A staple of Chinese menus, Sweet and Sour pork is the second most researched Chinese food on Google after Beef and Broccoli...who would have thought?! It is the first Chinese dish I ever had and liked in the days when Chicken Chow Mein was the definition of Chinese cooking. It is also one of my daughter's favorites and she lived in San Francisco! But she's used to the recipe I make at home and that recipe comes from no other than Martin Yan, the Chinese version of Julia Child.
Nowadays, the mere thought of ordering this dish defines you as an amateur or country bumpkin, perhaps because there are so many awful and syrupy versions kicking around and so many more exciting dishes on the menus of most restaurants. . Not even my favorite takeout in NYC, Pig Heaven, can offer a palatable version. Needless to say, I never order it out. I am a closet sweet and sour pork aficionado.
There are as many versions of Sweet and Sour Pork as there are of chili. The dish originated in Guandong Province, and it is quintessential and classic Cantonese, as well as being perhaps the most well known of all Chinese recipes. The secret of an authentic sweet and sour pork lies in the perfect balance of the sweet vs. sour taste of the sauce. To master this dish, it’s not about the technique of stir-frying nor the use of the freshest ingredients, although both are equally important and wouldn't hurt. The sweet and sour sauce is the soul of this dish. If you fail on the sauce, you fail the dish. Now that I've given you courage and hopefully, determination, go for it!

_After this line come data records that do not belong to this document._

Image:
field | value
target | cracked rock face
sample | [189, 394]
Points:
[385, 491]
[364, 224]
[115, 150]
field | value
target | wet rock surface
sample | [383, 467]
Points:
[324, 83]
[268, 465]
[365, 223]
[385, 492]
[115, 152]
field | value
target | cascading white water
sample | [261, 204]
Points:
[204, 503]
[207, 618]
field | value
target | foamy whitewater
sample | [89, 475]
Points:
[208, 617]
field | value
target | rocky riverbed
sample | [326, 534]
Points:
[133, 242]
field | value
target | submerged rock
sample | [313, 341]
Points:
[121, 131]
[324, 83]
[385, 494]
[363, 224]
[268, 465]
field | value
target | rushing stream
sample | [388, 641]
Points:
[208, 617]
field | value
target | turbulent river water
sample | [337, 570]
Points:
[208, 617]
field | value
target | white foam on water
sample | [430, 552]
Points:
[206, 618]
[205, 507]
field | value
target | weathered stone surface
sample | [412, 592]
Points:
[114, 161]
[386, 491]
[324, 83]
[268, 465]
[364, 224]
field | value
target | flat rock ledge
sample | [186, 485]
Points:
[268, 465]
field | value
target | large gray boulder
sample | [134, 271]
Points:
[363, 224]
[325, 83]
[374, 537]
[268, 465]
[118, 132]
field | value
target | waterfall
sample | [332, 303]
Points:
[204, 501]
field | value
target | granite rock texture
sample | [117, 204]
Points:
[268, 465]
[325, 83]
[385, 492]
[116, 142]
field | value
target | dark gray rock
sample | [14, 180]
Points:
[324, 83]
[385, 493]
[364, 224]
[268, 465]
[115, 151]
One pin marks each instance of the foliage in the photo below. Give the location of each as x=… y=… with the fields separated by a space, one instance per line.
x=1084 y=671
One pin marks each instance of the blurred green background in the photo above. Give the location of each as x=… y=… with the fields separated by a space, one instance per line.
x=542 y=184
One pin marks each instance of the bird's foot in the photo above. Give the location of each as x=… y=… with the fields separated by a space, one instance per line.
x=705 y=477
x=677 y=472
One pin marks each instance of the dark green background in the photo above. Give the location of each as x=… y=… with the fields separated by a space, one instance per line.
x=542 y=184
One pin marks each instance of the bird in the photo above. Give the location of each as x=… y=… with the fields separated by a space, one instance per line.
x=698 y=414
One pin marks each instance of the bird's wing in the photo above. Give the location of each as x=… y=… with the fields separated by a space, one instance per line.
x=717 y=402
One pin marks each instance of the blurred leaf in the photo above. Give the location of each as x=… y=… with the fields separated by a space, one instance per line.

By the way, don't be put off by the catsup and Worcestershire Sauce, they are regularly used in Asian cooking
1/2 lb. pork tenderloin (cut into bite size pieces)
1/2 tsp minced garlic
1/2 tsp. minced ginger
1/2 green bell pepper (about 2 oz. and cut into 1 inch dice)
1/2 red bell pepper (about 2 oz. and cut into 1 inch dice)
1/2 yellow onion cut into 1 inch dice
1 cup fresh/canned pineapple chunks (cut into small pieces)*
Oil for frying
1/2 cup corn starch
Sweet and Sour Sauce:
3/4 cup tomato ketchup
6 TB sugar
3 TB Chinese rice vinegar
1 TB Lea and Perrins Worcestershire Sauce
2 TB fresh lime juice
1 TB soy sauce
Cut the pork tenderloin into pieces and marinade with the ingredients for 10 minutes.
Mix the sweet and sour sauce ingredients well and set aside.
In a deep skillet, add in the cooking oil enough for deep-frying ( about 2 inches). Once the oil is hot, deep fry the pork pieces until they turn golden brown 3- 4 minutes. Dish out and drain on paper towels.
Heat up a wok and add in some cooking oil. Make sure you coat the sides of the wok. Add in the minced garlic and ginger and stir fry until light brown (20 secs), then follow by the bell peppers and onions. Stir fry until you smell the peppery aroma from the peppers (2 to 3 mins) and then add in the sweet and sour sauce to coat vegetables. As soon as the sauce thickens, transfer the pork into the wok and stir well with the sauce. Add the pineapple and do a few quick stirs, dish out and serve hot with steamed white rice.
*For a nice twist, I sometimes substitute mango for pineapple, when in season.